Another Super Tuesday? Trump and Clinton Lead … for Now
Policy + Politics

Another Super Tuesday? Trump and Clinton Lead … for Now

Less than a week before the penultimate Super Tuesday of the 2016 presidential primary season, Hillary Clinton and Donald Trump are comfortably seated in the driver’s seat.

With landslide victories in New York’s presidential primary on Tuesday, the pair solidified their frontrunner positions and left their respective rivals gasping for breath as the contest pivots to next week when five eastern states will hold their primaries.

Related: Trump and Clinton Sweep New York and Score Big Delegates

Pennsylvania, Maryland, Connecticut, Delaware and Rhode Island will vote next week and polls show Trump and Clinton with healthy leads that could grow after their resounding wins in New York. The two now have the chance to break away from their rivals for good and begin focusing their attention on what is sure to be a bruising general election.

On the GOP side, Sen. Ted Cruz (TX) is perilously close to being mathematically eliminated, while Ohio Governor John Kasich has thus far only managed to win his home state – neither seems ready to change the dynamics of the race enough to prevent Trump from collecting the 1,237 delegates he needs to become the Republican standard-bearer.

Related: Hey, GOP: Maybe It’s Time to Really Rig This Election

Meanwhile, Sen. Bernie Sanders (VT), coming off a stinging, double-digit loss in New York, will have to make some serious moves if he’s going to add any more states to his win column any time soon.

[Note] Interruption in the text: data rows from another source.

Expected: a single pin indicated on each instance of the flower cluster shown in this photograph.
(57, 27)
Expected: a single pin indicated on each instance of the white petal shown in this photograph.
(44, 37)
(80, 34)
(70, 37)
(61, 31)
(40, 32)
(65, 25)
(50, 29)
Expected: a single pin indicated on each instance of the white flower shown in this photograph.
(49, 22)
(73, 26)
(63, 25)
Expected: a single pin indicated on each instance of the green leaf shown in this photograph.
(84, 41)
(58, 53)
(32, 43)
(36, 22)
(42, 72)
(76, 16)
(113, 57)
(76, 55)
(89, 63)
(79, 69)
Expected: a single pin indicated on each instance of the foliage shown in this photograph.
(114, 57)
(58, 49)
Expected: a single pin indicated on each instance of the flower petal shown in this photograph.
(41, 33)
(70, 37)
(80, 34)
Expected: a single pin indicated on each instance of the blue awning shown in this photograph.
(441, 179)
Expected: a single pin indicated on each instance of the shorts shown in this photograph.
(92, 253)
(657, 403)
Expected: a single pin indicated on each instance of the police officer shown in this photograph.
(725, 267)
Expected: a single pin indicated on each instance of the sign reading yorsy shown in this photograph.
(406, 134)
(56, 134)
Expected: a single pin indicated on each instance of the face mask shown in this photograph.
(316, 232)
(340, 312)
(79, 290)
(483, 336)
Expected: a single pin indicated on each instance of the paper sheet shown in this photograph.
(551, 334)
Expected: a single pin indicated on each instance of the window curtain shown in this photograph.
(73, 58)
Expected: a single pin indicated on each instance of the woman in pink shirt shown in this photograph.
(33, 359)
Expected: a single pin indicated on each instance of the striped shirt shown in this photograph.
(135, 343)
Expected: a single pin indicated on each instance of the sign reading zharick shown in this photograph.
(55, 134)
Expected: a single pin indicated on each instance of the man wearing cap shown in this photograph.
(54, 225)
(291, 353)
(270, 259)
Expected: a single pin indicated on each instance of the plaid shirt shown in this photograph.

Below is a snapshot of the polls ahead of next week’s contests:

Pennsylvania – 210 Dem delegates, 71 GOP delegates

Democrats: Clinton: 51.3 percent – Sanders: 38.3 percent

GOP: Trump: 44.8 percent – Cruz: 24.3 percent – Kasich: 23.5 percent

Maryland – 118 Dem delegates, 38 GOP delegates

Democrats: Clinton: 57 percent – Sanders: 36.3 percent

GOP: Trump: 41 percent – Kasich 26.3 percent – Cruz: 24. 5 percent

Connecticut -- 70 Dem delegates, 28 GOP delegates

Democrats: Clinton: 50 percent – Sanders: 42.5 percent

GOP: Trump: 49 percent – Kasich: 27 percent – Cruz: 18 percent

Delaware – 31 Dem delegates, 16 GOP delegates

Polling not available

Rhode Island – 33 Dem delegates, 19, GOP delegates

Democrats: Clinton: 49 percent – Sanders 40 percent

GOP: Trump: 43 percent – Kasich: 14 percent – Cruz: 10 percent

Considering that almost all of the remaining White House hopefuls announced their bids over a year ago, it would be nice to think that next Tuesday will be the last Super Tuesday of the 2016 campaign. But with Sanders promising to stay in the race until the Democratic National Convention this summer – and Cruz and Kasich hoping for a contested Republican convention – there will be at least one more when voters in California, Montana, New Jersey, New Mexico, and North and South Dakota go to the polls on June 7.